The common explanation was that a fresh reliever better prevented the run from scoring in the late innings. If that was true, you’d expect to see the percentages decline as the years progressed and relievers became more prevalent. Your data suggests the opposite. From 1952 through 1976, the percentage never climbed as high as 38%. It hasn’t been below 38% since 1993. Obviously, this doesn’t look at just the late-inning cases, and the addition of the DH in 1973 should be responsible for some of the increase, but it still looks like there’s been a trend that runs counter to what our initial belief was.

12 years ago

I’ve got a couple of thoughts (caveat’ing that, as Larry pointed out (and mentioning that Larry’s singles number was the one for 1-6th inning), your differences are still within the margin for error).

1) If you can, and continuing on with badenjr’s idea, break down the difference by lineup position. Of course, maybe this will result in too few samples, especially for the eighth and ninth hitters.

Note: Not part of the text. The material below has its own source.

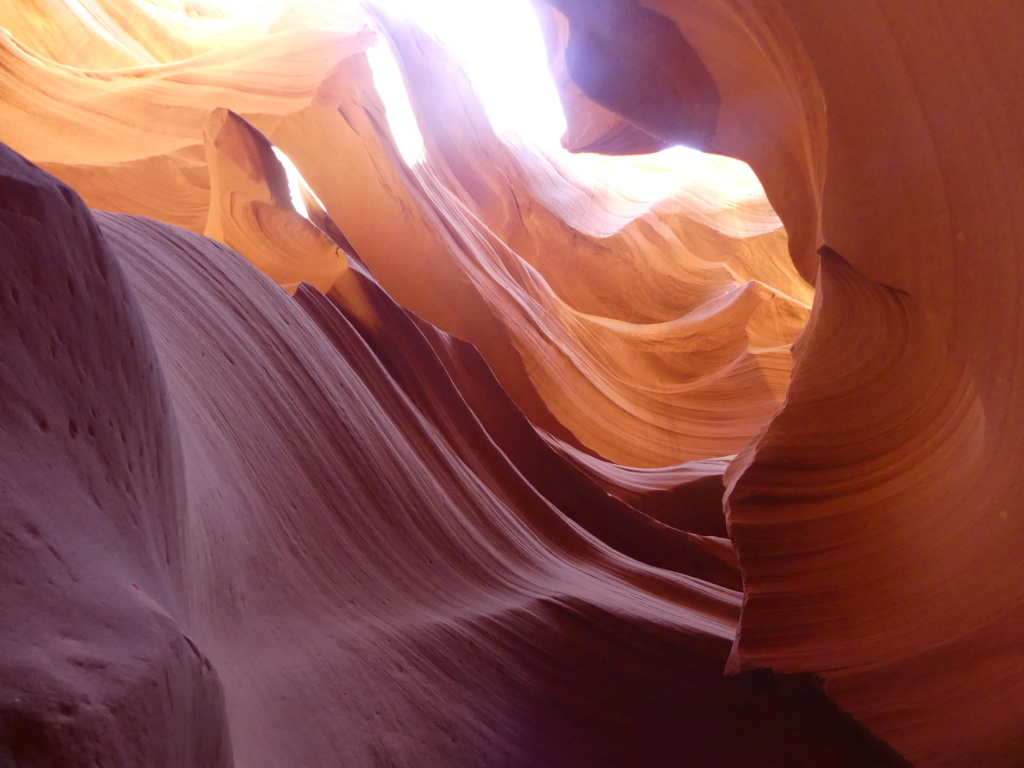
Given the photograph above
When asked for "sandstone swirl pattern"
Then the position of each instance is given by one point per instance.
(482, 462)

2) I’d also break it down by n’th time seeing that pitcher/batter matchup in that game. I think this will equalize for bullpen usage over the years, as there would be more 3rd and 4th time matchups in the earlier years.

12 years ago

The leadoff hitter tends to be a faster running. They ALWAYS lead off the first inning, hence the increase.
The second inning, the 4-5-6 (slower) hitters tend to start the inning, hence it’s harder to score. (Especially since they have to rely on the 6-7-8-9 hitters to drive them in).
That seems to clearly explain the increase % in the first inning and the decrease in the 2nd inning.
9th inning, your closer is in the game, hence the lower %.

I’d like to think innings 3-6 vs 7-8 would be fairly equal.

my $0.02

10 years ago

Just read this post, it’s awesome. I’m curious though, do you know where I can find data on the events that transpire on the next at bat (after a lead-off walk). I have a few theories, like increased errors (possibly catching his defense a little bit more off-guard from the lack of engagement on the last at bat) and increased hits (since the pitcher doesn’t want to fall behind, giving the batter a chance to t-off on a first pitch over the plate).

10 years ago

Same as kbertling353 says:

10 years ago

really nice article and good posts…ONE thing I’d like to see is pct of times the leadoff baserunner scores if he is on 2nd base vs 1st base. And the difference between whether they got to first on a double or stole while the 2nd batter was still batting. Just curious since this is considered scoring position where they can score on a single.

Lastly…the other time a leadoff runner might get on first is if they get on via an error. Can’t imagine the pct would be much different other than due to small sample size similar to IBB

9 years ago

Am I correct in that the data shows the percent of time that the actual player who led off with walk, single, etc. scores? Does anyone know the percent of time a team scores in an inning when leadoff man reaches first. For example, leadoff walk followed by fielders choice force out at second; now man on 1st with one out and he eventually scores.

7 years ago

The differences between the types of ways a player can reach is likely noise. They might be showing some sort of sort of proxy for command or the hit types might somehow select for different parts of the batting order, but I highly doubt that can be teased out from here.

With respect to innings, it’s already well-known that the later innings have a lower run environment so that’s what you’re seeing. This is caused by cooler weather and bullpens.

Matt Murray
7 years ago

Is their data to compare four pitch lead off walks vs non four pitch walks?